A cold start in a tale that isn’t a movie, dumps us into not only the middle of the story, but into the middle of a scene as well. At least that’s how I look on it. Any tale that opens with an action without an introduction, or an experience without an introduction, or a line of dialogue, as M. Gogol opened Taras Bulba, is a cold start. Something is happening and we have to ‘catch up’ with it; explanations follow events; this gives us a sense straight off of an exciting tale.

Mid Starts

A mid start will begin with an introduction to the first scene. It might also have an introduction to the tale as a whole, as the Iliad of Homer does. But the first scene takes place well into the overall conflict, so again the result is a sense in us the audience of a running start.
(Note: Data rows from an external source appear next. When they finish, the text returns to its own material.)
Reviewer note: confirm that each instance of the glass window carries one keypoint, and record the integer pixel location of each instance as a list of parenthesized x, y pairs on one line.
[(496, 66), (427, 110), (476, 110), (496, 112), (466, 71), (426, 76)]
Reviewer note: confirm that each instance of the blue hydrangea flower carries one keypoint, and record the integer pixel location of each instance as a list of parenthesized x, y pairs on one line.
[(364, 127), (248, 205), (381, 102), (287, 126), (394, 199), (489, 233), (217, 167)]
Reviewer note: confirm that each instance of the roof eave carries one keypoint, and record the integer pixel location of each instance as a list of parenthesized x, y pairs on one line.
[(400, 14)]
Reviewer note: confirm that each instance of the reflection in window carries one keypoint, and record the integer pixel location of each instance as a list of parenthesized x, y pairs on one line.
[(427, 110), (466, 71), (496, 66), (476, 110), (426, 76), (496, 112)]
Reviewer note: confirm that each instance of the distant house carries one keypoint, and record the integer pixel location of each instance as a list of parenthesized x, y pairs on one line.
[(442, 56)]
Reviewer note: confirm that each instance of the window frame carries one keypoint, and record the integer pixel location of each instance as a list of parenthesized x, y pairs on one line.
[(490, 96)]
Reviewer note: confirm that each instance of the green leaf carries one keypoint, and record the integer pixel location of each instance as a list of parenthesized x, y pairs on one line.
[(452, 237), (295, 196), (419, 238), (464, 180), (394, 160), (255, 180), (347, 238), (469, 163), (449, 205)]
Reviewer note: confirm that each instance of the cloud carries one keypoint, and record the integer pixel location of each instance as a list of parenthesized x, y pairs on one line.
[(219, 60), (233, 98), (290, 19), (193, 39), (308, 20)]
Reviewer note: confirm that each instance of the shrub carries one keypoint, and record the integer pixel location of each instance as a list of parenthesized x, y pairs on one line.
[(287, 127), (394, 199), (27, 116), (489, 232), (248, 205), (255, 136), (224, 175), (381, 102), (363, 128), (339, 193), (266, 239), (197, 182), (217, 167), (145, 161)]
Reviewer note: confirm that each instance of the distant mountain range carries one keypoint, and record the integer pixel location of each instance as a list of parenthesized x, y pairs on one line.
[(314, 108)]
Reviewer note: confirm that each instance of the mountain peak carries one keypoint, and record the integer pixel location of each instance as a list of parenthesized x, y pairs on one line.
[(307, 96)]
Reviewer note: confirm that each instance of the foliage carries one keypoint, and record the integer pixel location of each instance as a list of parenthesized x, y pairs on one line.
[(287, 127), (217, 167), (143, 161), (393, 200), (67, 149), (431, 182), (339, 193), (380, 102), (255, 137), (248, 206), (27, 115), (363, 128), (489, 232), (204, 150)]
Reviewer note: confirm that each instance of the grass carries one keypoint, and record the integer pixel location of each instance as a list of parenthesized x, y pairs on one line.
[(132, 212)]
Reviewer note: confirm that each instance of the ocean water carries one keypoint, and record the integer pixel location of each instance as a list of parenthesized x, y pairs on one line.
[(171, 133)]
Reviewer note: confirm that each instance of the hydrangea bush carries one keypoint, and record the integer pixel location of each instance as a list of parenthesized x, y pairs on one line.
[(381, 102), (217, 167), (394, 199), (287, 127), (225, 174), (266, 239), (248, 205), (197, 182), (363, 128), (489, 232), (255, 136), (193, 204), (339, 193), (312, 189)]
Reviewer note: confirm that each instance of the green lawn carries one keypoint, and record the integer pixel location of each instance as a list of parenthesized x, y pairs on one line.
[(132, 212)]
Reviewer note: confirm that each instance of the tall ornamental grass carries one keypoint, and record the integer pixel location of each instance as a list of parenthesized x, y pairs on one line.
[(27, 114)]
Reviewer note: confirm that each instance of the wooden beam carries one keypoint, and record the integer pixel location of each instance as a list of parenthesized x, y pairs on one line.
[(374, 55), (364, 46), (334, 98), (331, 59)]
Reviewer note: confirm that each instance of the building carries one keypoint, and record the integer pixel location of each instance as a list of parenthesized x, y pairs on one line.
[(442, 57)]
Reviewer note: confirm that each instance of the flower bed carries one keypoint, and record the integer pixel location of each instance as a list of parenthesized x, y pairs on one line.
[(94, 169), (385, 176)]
Oral Tales and Cold and Mid Starts

I harbor some doubts as to whether an oral tale can bear a cold or mid start. (But compare to the Iliad or Odyssey of Homer, where the formal introduction, a dozen or so lines long, allows an entrance to the first scene, though that scene takes place in the middle of the tale. More, Homer spoke to an audience he knew was familiar with both tale-cycles, and would thus need no more than a small guidance as to where in the cycle the first scene took place.)

An oral tale (an oral tale that is original, and unfamiliar to its audience) is subject to all manner of interruptions by its audience, in ways that no recorded medium is, and that even a more formal live presentation such as a drama on stage, would suffer. ‘Wait, wait!’ the audience exclaims (or at least the loud-mouth in the back exclaims). ‘What are you talking about? Where is this, who are these people? Don’t you even know your own tale, man?’

There is also, in an informal tale-spinning, a period of settling-in to the tale proper. Take the example of some men in a bar. At first they are all equals, drinking and chatting about the day and their lives and the world in general. ‘That reminds me,’ says one, ‘of the time I saw the Duchess in her dress…’ ‘What! you never saw the Duchess in your life!’ rebukes another. ‘Ah, but I did…’

During such exchanges as this, the talesman (or would-be talesman) moves slowly out of his guise as fellow-drinker, into the talesman, the master of the tale; his cups-men slip back into audience. Their roles turn and shift. It is during this time that the formal introduction to the tale helps the talesman adopt his role, and draw his fellows into their role as audience.